Все это, по глубокому убеждению Француза, значило только одно: Всевышний на понятном нам языке требует от горожан изменить их преступное поведение, но горожане не слышат. А хасиды, ухо общины, сердце общины, вместо того, чтобы указать глухим на гремящий громкоговоритель, продолжают как ни в чем ни бывало читать за рюмкой водки послания рава из Камня, скандировать с пятилетними детьми псалмы и раздавать им конфеты. Долго крепился Француз, долго молчал и дулся, уверенный, как многие интровертные люди, что окружающие знают и понимают, о чем он думает, потому что мысли такой интенсивности, мысли, которые гораздо реальнее этой вшивой реальности, выше домов, толще древних оливковых стволов и величественнее закатных облаков, не могут быть не видны окружающим. А смерти все множились. А хасиды все не менялись. Француз несколько раз тихим голосом, как бы подталкивая, заговаривал с Мишей, запиравшим синагогу, но Миша отвечал механически-недоуменно: мы делаем то, что велит рав, а раву наше положение хорошо известно, что если бы не псалмы, которые читают дети, нас бы давно всех вообще убили.

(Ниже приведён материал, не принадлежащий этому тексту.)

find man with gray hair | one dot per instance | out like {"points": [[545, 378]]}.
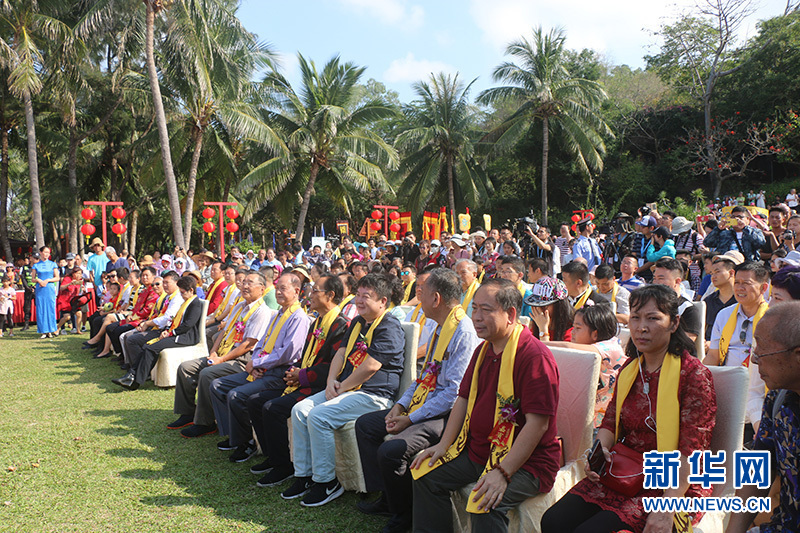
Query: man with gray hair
{"points": [[417, 420], [777, 354]]}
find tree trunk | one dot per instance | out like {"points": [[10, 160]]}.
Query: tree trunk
{"points": [[545, 157], [301, 217], [188, 217], [4, 182], [33, 171], [133, 229], [450, 189], [161, 124]]}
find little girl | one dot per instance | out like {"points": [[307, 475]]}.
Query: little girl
{"points": [[7, 297]]}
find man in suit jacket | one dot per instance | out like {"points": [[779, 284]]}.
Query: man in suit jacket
{"points": [[184, 330]]}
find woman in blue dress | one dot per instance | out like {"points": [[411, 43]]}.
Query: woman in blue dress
{"points": [[45, 276]]}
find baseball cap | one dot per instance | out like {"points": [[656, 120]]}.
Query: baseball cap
{"points": [[546, 291], [647, 221]]}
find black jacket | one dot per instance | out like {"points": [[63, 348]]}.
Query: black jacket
{"points": [[188, 331]]}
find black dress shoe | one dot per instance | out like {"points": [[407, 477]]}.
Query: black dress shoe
{"points": [[127, 381]]}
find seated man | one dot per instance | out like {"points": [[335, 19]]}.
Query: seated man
{"points": [[143, 303], [777, 355], [364, 377], [576, 279], [417, 420], [272, 356], [269, 410], [668, 271], [229, 355], [184, 330], [732, 335], [230, 297], [609, 290], [517, 457], [151, 328]]}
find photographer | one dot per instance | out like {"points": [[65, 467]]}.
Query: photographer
{"points": [[543, 247]]}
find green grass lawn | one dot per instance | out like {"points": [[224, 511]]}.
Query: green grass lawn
{"points": [[80, 454]]}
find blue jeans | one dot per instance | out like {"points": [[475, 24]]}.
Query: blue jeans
{"points": [[313, 422]]}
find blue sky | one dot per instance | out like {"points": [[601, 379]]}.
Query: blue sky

— Но Рамбам, Рамбам черным по белому пишет, — кричал Француз уже при всех, на исходе Субботы, — что если на общину обрушивается несчастье за несчастьем, раввин должен вынести на улицу свиток Торы и объявить общественный пост, а люди должны надеть на себя мешки, раскаяться и возопить к Господу! — на что все смущенно опускали глаза. Кто-то с кривой улыбочкой посоветовал Французу обратиться непосредственно к главному городскому раввину. Хорош бы он был!
Только Ави, редко теперь бывавший в синагоге и оказавшийся там на исходе Субботы, тронул Француза за плечо и тихо сказал:
— Приходи завтра в девять к банку. Поговорим.
Француз не понял и не спросил, зачем ему приходить к банку, но почему-то сразу успокоился и замолчал. На следующий вечер в девять он стоял спиной к банку, возле доски объявлений с огромным полуоторванным сообщением о начале записи детей в детские сады, удивленно глядя на переходивших дорогу Дани и Ави. Это была неожиданная пара. Еще больше он удивился, когда пара, сделав ему знак, повернулась и пошла, а он — за ними, в сторону незаселенных домов. Они зашли в темное парадное, поднялись по нежилой, с остывшим запахом краски лестнице. Ави толкнул дверь квартиры. Внутри было пусто, светло и гулко.
— Здесь, у окна, — сказал ему Ави, — мы поставим шкаф для свитков. А тут будет бима.
— Люстру, — Дани указал пальцем на голую лампочку, — надо купить большую лампочку и люстру. Я вешал люстры.
— Купим другую лампочку, а ты повесишь люстру.
— Что вы собираетесь здесь делать? — спросил Француз.
— Мы будем здесь молиться. Там больше нельзя молиться. Та синагога полна мертвых молитв. Незачем называться хасидом, если ты молишься в той синагоге. Вчера ты говорил правду. И что, хоть один был готов тебя выслушать? Настоящие хасиды должны начать на чистом месте.